I started reading up on MySQL optimization strategies. There are a few things to understand about how the database works under the covers, things that are quite intuitive to anyone who has a semester of data structures and algorithms coursework. The FATE database is getting slower as it grows larger. The table growing the fastest is test_result. Each build currently generates 111 new rows, one for each active test specification.
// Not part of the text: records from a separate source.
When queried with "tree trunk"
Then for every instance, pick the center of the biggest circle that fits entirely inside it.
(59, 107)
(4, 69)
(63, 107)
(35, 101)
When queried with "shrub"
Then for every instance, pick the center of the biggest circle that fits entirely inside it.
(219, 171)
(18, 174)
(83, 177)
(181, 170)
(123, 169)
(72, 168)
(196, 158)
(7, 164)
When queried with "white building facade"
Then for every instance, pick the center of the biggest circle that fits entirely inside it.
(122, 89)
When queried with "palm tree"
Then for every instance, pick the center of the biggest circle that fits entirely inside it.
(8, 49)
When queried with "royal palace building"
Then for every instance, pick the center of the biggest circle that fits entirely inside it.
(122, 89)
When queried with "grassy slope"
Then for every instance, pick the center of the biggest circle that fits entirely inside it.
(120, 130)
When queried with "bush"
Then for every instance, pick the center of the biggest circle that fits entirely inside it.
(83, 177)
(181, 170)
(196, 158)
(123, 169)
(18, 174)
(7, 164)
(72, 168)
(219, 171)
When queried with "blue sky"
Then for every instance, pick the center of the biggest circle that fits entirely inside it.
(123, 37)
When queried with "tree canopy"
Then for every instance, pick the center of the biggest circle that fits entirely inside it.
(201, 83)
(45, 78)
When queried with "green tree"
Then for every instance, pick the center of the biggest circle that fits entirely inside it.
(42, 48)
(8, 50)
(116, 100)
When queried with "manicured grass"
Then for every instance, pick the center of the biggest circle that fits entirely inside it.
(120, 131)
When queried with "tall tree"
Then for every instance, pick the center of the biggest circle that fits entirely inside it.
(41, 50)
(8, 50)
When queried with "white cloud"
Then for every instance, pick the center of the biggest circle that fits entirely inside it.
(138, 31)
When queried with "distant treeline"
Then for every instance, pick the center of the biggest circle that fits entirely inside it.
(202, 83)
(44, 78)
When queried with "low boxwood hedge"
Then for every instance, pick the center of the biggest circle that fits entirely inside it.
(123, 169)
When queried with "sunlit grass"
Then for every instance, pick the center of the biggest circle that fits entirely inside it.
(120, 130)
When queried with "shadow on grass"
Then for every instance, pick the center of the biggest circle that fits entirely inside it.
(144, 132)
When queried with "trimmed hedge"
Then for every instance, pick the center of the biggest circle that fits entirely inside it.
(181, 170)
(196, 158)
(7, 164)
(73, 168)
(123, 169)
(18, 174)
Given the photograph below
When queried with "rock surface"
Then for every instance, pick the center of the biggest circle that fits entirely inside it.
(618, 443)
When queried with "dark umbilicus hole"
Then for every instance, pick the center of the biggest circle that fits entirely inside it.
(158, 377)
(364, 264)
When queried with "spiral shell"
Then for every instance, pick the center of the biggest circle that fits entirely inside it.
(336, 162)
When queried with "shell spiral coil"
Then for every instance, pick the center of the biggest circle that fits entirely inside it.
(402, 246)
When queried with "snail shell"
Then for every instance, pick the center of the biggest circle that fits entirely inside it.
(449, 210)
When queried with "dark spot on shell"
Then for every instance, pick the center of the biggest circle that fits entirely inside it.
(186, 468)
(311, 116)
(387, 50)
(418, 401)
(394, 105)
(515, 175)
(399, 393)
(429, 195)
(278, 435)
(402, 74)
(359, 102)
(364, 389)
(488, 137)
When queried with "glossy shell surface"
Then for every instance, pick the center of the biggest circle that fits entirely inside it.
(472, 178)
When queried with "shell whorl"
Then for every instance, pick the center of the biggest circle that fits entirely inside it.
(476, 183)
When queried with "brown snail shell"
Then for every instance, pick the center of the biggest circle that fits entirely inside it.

mysql> SELECT COUNT(test_spec) 
       FROM test_result 
       WHERE build_record=6742;
+------------------+
| COUNT(test_spec) |
+------------------+
|              111 |
+------------------+
1 row in set (4.12 sec)


3-4 seconds is nominal currently but will obviously grow. MySQL (perhaps other databases as well) has an EXPLAIN keyword that can be prepended to a SELECT statement to detail fascinating statistics about the query:

mysql> EXPLAIN SELECT * 
       FROM test_result 
       WHERE build_record=6742;
+----+-------------+-------------+------+---------------+------+---------+------+--------+-------------+
| id | select_type | table       | type | possible_keys | key  | key_len | ref  | rows   | Extra       |
+----+-------------+-------------+------+---------------+------+---------+------+--------+-------------+
|  1 | SIMPLE      | test_result | ALL  | NULL          | NULL | NULL    | NULL | 443099 | Using where |
+----+-------------+-------------+------+---------------+------+---------+------+--------+-------------+

From what I read about the foregoing data, a type of “ALL” is as bad as it gets. Apparently, it means that all rows were examined. Sure enough– all 443k rows had to be studied to come up with the query result. This makes sense from an algorithmic perspective– cover each row in a linear manner. How could this be improved using a rudimentary knowledge of algorithms and data structures? Since the query operates by studying rows based on build_record, how about making an ordered index of build_record numbers that point to their rows and perhaps doing a binary search on the index when build_record is part of the WHERE clause? In fact, MySQL has the same idea. I’m not sure of the exact technical underpinnings of the indexing mechanism, but this is how you ask MySQL to build and maintain an index:

mysql> CREATE INDEX build_record_index 
       ON test_result (build_record);

What kind of improvement? Check out the explanation (using a different build record to avoid query caching):

mysql> EXPLAIN SELECT * 
       FROM test_result 
       WHERE build_record=6745;
+----+-------------+-------------+------+--------------------+--------------------+---------+-------+------+-------+
| id | select_type | table       | type | possible_keys      | key                | key_len | ref   | rows | Extra |
+----+-------------+-------------+------+--------------------+--------------------+---------+-------+------+-------+
|  1 | SIMPLE      | test_result | ref  | build_record_index | build_record_index | 4       | const |  109 |       |
+----+-------------+-------------+------+--------------------+--------------------+---------+-------+------+-------+

Nice. Only 109 rows were inspected, which is kind of strange, since there are 111 rows in the query:

mysql> SELECT COUNT(test_spec) 
       FROM test_result 
       WHERE build_record=6745;
+------------------+
| COUNT(test_spec) |
+------------------+
|              111 |
+------------------+
1 row in set (0.50 sec)

And the average query shapes up to be well under a second.

Anyway, I found it all terribly interesting. Further, certain aspects of FATE will be much faster now and will scale much better as the data set grows. Maybe someone else will find this article through Google and find this more practical example to be more helpful than the common employee salary database examples that litter the web.